The movie is the greatest love story ever told between two beings, who were not necessarily destined for each other. When they met in Cambridge in 1963, she is in the arts, he is in science, she goes to church and he is an atheist, ‘I have a slight problem with the celestial dictatorship premise’, he tells her. But the biggest obstacle has to be his terrible disease, which diminishes him little by little, attacks every part of his body, reduces him to a frail and deformed man in a wheelchair, with an intact and exceptional brain.
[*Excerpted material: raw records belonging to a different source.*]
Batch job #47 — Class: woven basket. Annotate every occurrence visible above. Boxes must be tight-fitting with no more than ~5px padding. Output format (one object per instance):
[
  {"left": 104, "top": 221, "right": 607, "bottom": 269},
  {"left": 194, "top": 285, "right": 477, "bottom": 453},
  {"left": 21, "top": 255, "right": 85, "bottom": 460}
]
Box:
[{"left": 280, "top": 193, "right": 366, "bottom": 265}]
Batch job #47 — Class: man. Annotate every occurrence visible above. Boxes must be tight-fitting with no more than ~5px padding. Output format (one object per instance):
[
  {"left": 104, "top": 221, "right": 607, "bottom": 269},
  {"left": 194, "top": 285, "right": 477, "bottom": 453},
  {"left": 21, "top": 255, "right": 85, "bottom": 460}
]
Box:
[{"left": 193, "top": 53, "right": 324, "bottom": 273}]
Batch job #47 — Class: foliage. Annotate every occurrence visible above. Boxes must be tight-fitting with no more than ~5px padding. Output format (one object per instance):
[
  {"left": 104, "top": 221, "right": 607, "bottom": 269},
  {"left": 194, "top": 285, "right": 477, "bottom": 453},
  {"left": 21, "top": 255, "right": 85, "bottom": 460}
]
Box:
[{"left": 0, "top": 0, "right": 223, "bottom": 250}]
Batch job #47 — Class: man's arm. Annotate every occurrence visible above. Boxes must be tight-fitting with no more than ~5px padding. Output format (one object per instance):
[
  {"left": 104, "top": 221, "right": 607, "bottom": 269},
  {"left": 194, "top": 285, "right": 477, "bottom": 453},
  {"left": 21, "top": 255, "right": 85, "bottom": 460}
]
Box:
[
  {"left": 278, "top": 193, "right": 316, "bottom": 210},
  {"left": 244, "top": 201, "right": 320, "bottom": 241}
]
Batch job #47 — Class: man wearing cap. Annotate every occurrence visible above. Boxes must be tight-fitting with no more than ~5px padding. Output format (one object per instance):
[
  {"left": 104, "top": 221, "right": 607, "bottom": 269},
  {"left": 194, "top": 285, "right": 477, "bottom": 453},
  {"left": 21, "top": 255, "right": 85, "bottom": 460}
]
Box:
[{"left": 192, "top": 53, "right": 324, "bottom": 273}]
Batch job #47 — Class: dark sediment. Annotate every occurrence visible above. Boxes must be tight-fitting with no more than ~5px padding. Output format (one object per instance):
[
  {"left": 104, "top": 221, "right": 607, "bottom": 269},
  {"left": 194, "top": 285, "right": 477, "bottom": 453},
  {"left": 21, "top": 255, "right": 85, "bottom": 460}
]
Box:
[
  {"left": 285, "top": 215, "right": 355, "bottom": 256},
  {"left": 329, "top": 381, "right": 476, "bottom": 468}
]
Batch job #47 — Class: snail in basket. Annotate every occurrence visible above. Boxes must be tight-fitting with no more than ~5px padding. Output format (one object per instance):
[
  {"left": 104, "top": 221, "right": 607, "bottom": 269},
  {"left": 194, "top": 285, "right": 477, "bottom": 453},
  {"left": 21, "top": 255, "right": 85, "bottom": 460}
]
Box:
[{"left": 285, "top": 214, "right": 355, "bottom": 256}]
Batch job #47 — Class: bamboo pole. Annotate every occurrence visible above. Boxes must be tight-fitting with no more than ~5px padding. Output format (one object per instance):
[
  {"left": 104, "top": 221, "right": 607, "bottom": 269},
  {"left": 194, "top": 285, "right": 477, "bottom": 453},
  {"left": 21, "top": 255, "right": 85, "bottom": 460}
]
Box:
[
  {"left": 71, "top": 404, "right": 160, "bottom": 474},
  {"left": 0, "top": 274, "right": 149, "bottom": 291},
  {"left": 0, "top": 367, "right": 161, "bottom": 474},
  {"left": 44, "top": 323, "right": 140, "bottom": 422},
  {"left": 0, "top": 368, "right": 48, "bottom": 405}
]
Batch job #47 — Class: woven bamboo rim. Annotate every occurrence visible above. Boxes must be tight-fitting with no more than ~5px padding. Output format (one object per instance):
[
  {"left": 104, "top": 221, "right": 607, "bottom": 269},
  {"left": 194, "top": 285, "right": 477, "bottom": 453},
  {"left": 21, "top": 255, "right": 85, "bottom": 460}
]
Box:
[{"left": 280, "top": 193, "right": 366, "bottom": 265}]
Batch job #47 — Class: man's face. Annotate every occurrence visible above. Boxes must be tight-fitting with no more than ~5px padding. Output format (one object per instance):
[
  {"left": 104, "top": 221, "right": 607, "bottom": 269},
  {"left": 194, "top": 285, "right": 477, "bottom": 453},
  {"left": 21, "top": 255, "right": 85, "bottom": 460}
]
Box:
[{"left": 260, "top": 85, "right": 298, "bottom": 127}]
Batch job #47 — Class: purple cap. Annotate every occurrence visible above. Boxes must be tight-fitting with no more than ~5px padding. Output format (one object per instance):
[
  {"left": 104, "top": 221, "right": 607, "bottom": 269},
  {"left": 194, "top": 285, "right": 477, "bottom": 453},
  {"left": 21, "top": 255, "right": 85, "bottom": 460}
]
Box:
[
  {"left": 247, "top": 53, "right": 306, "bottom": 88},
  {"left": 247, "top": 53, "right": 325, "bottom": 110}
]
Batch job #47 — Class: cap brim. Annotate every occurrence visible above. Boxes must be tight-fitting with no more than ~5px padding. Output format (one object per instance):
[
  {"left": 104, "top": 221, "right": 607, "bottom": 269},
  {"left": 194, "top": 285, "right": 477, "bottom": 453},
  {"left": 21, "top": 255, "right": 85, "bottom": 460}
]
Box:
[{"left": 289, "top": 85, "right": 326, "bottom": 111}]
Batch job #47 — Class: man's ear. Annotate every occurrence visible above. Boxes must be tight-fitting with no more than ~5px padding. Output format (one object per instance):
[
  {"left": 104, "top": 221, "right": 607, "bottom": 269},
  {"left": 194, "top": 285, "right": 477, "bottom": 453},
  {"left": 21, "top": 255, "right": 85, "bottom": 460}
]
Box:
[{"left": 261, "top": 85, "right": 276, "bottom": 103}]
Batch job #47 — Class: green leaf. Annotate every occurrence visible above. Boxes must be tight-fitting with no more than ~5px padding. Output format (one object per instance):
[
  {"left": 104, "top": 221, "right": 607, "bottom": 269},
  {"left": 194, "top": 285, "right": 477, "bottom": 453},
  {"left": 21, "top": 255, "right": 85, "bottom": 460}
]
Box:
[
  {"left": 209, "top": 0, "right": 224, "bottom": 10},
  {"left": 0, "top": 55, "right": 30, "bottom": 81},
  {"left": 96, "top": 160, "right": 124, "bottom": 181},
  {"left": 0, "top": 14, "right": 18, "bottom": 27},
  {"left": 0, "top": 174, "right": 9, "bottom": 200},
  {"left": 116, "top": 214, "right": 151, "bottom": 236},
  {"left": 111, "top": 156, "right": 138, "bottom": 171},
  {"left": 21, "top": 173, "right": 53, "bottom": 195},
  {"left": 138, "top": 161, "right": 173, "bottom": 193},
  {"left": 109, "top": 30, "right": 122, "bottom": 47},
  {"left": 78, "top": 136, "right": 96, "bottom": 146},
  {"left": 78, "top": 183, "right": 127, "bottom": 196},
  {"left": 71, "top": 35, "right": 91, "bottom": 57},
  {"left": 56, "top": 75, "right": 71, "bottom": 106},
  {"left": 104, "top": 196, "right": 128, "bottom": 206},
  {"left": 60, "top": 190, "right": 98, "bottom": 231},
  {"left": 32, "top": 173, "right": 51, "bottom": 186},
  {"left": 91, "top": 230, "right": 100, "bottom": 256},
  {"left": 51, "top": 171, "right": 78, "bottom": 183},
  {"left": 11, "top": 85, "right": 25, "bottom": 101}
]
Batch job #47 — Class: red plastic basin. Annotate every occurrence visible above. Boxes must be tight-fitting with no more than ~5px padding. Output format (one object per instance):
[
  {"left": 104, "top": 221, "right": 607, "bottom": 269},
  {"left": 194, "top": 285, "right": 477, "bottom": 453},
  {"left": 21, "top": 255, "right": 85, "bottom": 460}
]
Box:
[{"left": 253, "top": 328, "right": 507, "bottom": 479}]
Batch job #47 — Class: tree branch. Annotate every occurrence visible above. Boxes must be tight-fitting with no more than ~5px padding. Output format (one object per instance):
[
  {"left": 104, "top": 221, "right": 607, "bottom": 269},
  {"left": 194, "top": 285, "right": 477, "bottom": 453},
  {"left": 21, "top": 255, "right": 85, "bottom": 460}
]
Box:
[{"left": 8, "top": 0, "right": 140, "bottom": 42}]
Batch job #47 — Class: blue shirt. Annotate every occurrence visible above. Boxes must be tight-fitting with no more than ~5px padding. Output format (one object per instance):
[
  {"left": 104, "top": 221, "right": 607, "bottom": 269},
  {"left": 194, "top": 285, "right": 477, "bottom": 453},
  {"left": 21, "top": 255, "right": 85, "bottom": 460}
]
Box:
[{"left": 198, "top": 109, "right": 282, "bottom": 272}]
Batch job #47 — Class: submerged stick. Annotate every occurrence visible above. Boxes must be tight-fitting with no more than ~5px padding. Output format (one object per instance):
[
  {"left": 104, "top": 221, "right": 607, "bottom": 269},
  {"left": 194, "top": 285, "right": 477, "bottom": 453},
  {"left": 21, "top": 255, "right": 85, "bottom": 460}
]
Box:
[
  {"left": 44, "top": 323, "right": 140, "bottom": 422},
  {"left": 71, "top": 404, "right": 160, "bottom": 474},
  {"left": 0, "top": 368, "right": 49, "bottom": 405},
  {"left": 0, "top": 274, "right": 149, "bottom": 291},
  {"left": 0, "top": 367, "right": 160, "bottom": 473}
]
I should say that the performance of the actors is exceptional, Eddie Redmayne embodies nerdy young Stephen Hawking whose body slowing declines, face slowly contorts and speech becomes blurry, while Felicity Jones plays a moving Jane Wilde/Hawking, facing her life with an unbelievable strength and continuing her endless fight against her husband’s disease while rising three children! How this woman still managed to write a PhD thesis, is beyond my comprehension… I know, it was hard to keep a dry eye, and if I hate crying at movies, this time it sounded all right

I was a bit afraid they would turn it into this perfect love story, but the Hawkings appear as complex as real life can be, especially when church choir director Jonathan Hellyer Jones became involved with the family, and very close to Stephen and Jane… to the point that Stephen’s mother asks Jane if Jonathan is the father of her third kid… He wasn’t, but whatever put a strain on their marriage, Stephen’s disease, Jane’s closeness to Jonathan, the pretty nurse becoming more and more present after Stephen’s tracheotomy, or even his growing fame, Stephen left his wife for the nurse (although it is not clearly said in the movie) and Jane remarried the church choir director… I am sure nothing really happened as it is depicted in the movie, especially the tearful break up scene is simply too perfect!
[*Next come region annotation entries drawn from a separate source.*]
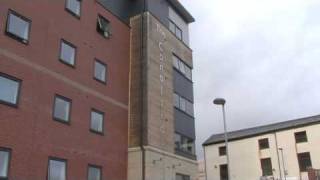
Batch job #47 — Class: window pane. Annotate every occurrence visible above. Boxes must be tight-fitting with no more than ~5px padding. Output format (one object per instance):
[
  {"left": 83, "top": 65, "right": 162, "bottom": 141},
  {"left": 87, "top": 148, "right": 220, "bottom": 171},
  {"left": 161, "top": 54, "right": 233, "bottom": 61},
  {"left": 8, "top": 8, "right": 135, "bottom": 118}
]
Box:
[
  {"left": 261, "top": 158, "right": 273, "bottom": 176},
  {"left": 220, "top": 164, "right": 229, "bottom": 180},
  {"left": 49, "top": 160, "right": 66, "bottom": 180},
  {"left": 185, "top": 66, "right": 192, "bottom": 80},
  {"left": 186, "top": 101, "right": 194, "bottom": 116},
  {"left": 259, "top": 138, "right": 269, "bottom": 149},
  {"left": 60, "top": 42, "right": 76, "bottom": 65},
  {"left": 91, "top": 111, "right": 103, "bottom": 132},
  {"left": 94, "top": 61, "right": 106, "bottom": 82},
  {"left": 176, "top": 27, "right": 182, "bottom": 40},
  {"left": 0, "top": 151, "right": 10, "bottom": 177},
  {"left": 88, "top": 167, "right": 101, "bottom": 180},
  {"left": 7, "top": 13, "right": 30, "bottom": 40},
  {"left": 294, "top": 131, "right": 308, "bottom": 143},
  {"left": 298, "top": 152, "right": 312, "bottom": 172},
  {"left": 67, "top": 0, "right": 81, "bottom": 16},
  {"left": 173, "top": 56, "right": 180, "bottom": 69},
  {"left": 0, "top": 76, "right": 19, "bottom": 104},
  {"left": 179, "top": 61, "right": 186, "bottom": 74},
  {"left": 54, "top": 97, "right": 70, "bottom": 122},
  {"left": 173, "top": 94, "right": 180, "bottom": 108},
  {"left": 180, "top": 97, "right": 186, "bottom": 111},
  {"left": 169, "top": 21, "right": 176, "bottom": 33},
  {"left": 97, "top": 16, "right": 111, "bottom": 37}
]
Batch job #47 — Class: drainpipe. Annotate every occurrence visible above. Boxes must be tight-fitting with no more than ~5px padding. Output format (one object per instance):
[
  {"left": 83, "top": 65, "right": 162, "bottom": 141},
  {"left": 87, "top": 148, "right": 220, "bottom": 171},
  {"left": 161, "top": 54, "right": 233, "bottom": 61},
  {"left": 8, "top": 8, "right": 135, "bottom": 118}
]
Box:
[
  {"left": 273, "top": 132, "right": 282, "bottom": 180},
  {"left": 140, "top": 0, "right": 147, "bottom": 180}
]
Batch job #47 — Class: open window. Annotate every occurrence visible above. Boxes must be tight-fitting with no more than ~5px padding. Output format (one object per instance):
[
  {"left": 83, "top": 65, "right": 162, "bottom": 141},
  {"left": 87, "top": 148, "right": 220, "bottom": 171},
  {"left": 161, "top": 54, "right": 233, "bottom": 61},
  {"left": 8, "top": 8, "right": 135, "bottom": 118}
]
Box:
[{"left": 97, "top": 15, "right": 111, "bottom": 38}]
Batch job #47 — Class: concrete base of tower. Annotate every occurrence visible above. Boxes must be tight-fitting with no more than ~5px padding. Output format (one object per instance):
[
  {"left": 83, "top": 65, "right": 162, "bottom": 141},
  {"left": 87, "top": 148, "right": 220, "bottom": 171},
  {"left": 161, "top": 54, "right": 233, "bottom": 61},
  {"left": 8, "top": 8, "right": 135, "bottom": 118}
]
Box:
[{"left": 128, "top": 146, "right": 198, "bottom": 180}]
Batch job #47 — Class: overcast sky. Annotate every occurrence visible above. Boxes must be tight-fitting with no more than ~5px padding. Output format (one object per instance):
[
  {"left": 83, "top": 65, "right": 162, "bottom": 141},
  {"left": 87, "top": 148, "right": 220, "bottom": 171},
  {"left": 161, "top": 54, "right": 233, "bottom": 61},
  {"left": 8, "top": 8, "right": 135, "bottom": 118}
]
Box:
[{"left": 181, "top": 0, "right": 320, "bottom": 159}]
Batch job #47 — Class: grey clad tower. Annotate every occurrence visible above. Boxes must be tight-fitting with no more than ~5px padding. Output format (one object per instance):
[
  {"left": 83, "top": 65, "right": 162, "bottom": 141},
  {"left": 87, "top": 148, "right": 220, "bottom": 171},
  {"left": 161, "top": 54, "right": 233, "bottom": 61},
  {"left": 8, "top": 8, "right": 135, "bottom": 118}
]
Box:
[{"left": 100, "top": 0, "right": 197, "bottom": 180}]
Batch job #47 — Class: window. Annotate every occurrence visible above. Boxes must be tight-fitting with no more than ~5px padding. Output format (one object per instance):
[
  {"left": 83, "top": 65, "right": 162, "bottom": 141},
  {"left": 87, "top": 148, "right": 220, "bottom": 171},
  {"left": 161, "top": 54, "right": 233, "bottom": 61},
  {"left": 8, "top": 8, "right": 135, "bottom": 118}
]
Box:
[
  {"left": 66, "top": 0, "right": 81, "bottom": 17},
  {"left": 0, "top": 148, "right": 11, "bottom": 179},
  {"left": 174, "top": 93, "right": 194, "bottom": 117},
  {"left": 220, "top": 164, "right": 229, "bottom": 180},
  {"left": 219, "top": 146, "right": 227, "bottom": 156},
  {"left": 176, "top": 174, "right": 190, "bottom": 180},
  {"left": 48, "top": 158, "right": 67, "bottom": 180},
  {"left": 259, "top": 138, "right": 269, "bottom": 149},
  {"left": 175, "top": 133, "right": 195, "bottom": 154},
  {"left": 173, "top": 55, "right": 192, "bottom": 81},
  {"left": 97, "top": 15, "right": 111, "bottom": 38},
  {"left": 294, "top": 131, "right": 308, "bottom": 143},
  {"left": 6, "top": 10, "right": 31, "bottom": 44},
  {"left": 90, "top": 109, "right": 104, "bottom": 133},
  {"left": 260, "top": 158, "right": 273, "bottom": 176},
  {"left": 169, "top": 20, "right": 182, "bottom": 40},
  {"left": 0, "top": 72, "right": 21, "bottom": 106},
  {"left": 94, "top": 60, "right": 107, "bottom": 83},
  {"left": 60, "top": 40, "right": 76, "bottom": 66},
  {"left": 298, "top": 152, "right": 312, "bottom": 172},
  {"left": 88, "top": 165, "right": 102, "bottom": 180},
  {"left": 180, "top": 97, "right": 187, "bottom": 111},
  {"left": 176, "top": 26, "right": 182, "bottom": 40},
  {"left": 53, "top": 95, "right": 71, "bottom": 123}
]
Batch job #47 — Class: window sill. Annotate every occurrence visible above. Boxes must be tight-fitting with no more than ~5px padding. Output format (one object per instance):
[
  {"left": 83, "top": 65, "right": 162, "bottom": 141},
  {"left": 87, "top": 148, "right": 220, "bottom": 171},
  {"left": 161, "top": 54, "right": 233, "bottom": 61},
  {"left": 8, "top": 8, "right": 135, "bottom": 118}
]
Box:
[
  {"left": 59, "top": 58, "right": 76, "bottom": 69},
  {"left": 65, "top": 8, "right": 81, "bottom": 20},
  {"left": 90, "top": 129, "right": 104, "bottom": 136},
  {"left": 5, "top": 31, "right": 29, "bottom": 45},
  {"left": 53, "top": 117, "right": 70, "bottom": 126}
]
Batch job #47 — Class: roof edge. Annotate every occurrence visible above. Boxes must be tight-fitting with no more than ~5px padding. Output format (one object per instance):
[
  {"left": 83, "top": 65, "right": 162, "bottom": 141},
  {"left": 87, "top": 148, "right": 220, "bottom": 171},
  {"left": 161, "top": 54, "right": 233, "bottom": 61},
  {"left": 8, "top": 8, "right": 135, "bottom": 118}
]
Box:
[
  {"left": 167, "top": 0, "right": 195, "bottom": 23},
  {"left": 202, "top": 115, "right": 320, "bottom": 147}
]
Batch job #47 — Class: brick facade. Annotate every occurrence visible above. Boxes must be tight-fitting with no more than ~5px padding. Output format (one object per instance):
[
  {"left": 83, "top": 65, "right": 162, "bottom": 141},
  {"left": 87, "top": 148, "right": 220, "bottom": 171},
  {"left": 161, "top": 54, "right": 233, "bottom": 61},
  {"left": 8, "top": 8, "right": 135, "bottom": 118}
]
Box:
[{"left": 0, "top": 0, "right": 130, "bottom": 180}]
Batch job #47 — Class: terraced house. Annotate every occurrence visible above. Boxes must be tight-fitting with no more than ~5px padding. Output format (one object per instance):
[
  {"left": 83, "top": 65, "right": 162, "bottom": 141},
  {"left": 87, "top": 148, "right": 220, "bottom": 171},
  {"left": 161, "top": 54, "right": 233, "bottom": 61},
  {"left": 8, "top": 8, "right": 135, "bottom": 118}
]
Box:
[{"left": 0, "top": 0, "right": 197, "bottom": 180}]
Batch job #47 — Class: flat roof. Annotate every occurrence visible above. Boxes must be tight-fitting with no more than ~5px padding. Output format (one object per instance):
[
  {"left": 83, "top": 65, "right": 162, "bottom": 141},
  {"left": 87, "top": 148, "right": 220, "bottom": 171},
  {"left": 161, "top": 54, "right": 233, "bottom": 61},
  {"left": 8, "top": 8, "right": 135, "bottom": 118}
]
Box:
[
  {"left": 167, "top": 0, "right": 195, "bottom": 23},
  {"left": 202, "top": 115, "right": 320, "bottom": 146}
]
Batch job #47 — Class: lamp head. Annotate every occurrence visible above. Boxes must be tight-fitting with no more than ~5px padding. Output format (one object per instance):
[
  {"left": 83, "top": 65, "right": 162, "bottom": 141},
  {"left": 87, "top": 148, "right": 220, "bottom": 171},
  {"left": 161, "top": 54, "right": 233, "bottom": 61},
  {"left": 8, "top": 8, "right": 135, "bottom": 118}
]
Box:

I have to say that the movie doesn’t give us many clues to understand Hawking’s work or even his ascension to fame, and I certainly would have wanted a bit more of science. If the movie is clear about Hawking’s atheism – and we don’t see much of this in Hollywood, a hero declaring publicly he doesn’t believe in God –  we don’t get the chance to explore how science led Hawking to atheism. But it’s not a science movie, it’s not even a philosophical movie, It’s Jane’s story and it’s a very uplifting one, a story about love, courage and hope, the story of a stubborn couple going against all odds, building a family in spite of everything. ‘We’re just a normal family’, says delusional Stephen during a family trip, ‘We’re not a normal family,’ replies Jane.

The cinematography is superb, and I guess the actors will be nominated during the award season. The couple meets at a party during ‘Heatwave’ by Martha & the Vandellas, but that’s about the only pop song you will hear during the movie but the score, by composer Johann Johannsson, is totally emotional, beautifully orchestrated and matching the dramatic scenes.
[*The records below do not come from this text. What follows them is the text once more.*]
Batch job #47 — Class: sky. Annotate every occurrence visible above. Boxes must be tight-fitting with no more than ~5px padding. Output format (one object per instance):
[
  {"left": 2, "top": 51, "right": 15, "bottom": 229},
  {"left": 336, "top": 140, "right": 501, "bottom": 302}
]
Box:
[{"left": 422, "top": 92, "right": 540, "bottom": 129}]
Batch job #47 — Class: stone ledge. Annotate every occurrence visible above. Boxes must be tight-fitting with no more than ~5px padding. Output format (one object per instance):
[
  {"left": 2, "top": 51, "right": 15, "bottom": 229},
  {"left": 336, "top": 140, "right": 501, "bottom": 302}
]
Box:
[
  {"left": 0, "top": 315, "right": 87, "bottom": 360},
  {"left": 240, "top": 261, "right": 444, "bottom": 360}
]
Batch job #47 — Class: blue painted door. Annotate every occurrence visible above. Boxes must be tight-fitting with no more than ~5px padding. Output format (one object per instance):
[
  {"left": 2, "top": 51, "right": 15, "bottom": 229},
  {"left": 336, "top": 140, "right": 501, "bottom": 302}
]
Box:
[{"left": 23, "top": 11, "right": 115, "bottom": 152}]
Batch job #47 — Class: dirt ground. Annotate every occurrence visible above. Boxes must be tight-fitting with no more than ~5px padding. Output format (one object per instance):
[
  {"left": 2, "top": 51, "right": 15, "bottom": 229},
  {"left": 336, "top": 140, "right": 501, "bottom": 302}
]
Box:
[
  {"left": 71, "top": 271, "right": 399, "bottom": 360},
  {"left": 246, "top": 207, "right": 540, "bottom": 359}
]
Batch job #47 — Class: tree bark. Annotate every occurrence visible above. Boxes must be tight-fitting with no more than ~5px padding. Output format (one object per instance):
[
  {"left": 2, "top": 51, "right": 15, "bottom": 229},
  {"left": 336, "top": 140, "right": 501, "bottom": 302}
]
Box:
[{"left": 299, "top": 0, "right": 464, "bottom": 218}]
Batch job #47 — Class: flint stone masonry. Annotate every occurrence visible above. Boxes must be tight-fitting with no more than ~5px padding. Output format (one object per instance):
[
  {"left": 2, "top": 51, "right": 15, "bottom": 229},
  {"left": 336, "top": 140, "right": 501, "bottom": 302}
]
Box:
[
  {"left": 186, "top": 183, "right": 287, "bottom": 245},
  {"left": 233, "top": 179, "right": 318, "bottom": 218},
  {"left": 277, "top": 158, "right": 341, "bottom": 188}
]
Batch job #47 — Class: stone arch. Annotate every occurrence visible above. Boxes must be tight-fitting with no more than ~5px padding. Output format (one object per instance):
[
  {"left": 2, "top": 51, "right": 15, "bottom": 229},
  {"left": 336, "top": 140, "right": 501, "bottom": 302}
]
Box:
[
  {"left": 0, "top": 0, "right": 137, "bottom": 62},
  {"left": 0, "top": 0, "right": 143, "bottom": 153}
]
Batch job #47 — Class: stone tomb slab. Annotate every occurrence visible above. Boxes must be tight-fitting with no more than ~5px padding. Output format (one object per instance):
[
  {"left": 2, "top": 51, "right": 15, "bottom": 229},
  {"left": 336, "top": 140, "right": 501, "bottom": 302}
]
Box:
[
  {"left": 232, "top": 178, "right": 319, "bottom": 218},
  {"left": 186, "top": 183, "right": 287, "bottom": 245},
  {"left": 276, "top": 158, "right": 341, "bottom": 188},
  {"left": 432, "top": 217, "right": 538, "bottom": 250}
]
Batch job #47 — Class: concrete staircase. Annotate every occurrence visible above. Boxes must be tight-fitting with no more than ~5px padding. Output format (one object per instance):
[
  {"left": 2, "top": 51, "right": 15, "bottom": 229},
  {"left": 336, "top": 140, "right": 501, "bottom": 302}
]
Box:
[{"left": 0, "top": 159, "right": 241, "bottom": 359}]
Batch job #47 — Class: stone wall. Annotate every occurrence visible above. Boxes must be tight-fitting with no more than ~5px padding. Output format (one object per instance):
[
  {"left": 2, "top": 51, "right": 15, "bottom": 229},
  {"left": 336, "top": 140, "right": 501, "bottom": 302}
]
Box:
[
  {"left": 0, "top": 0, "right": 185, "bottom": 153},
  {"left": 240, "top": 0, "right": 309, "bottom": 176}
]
The movie will certainly recall ’A beautiful mind’, the life a genius mathematician John Nash whose mind sinks in paranoid schizophrenia, but survives because of the love of his wife, and it almost ends with Hawking’s electronic voice saying: ’However bad life may seem, there is always something you can do, and succeed at. While there’s life, there is hope.’ And this may well be the real theory of everything.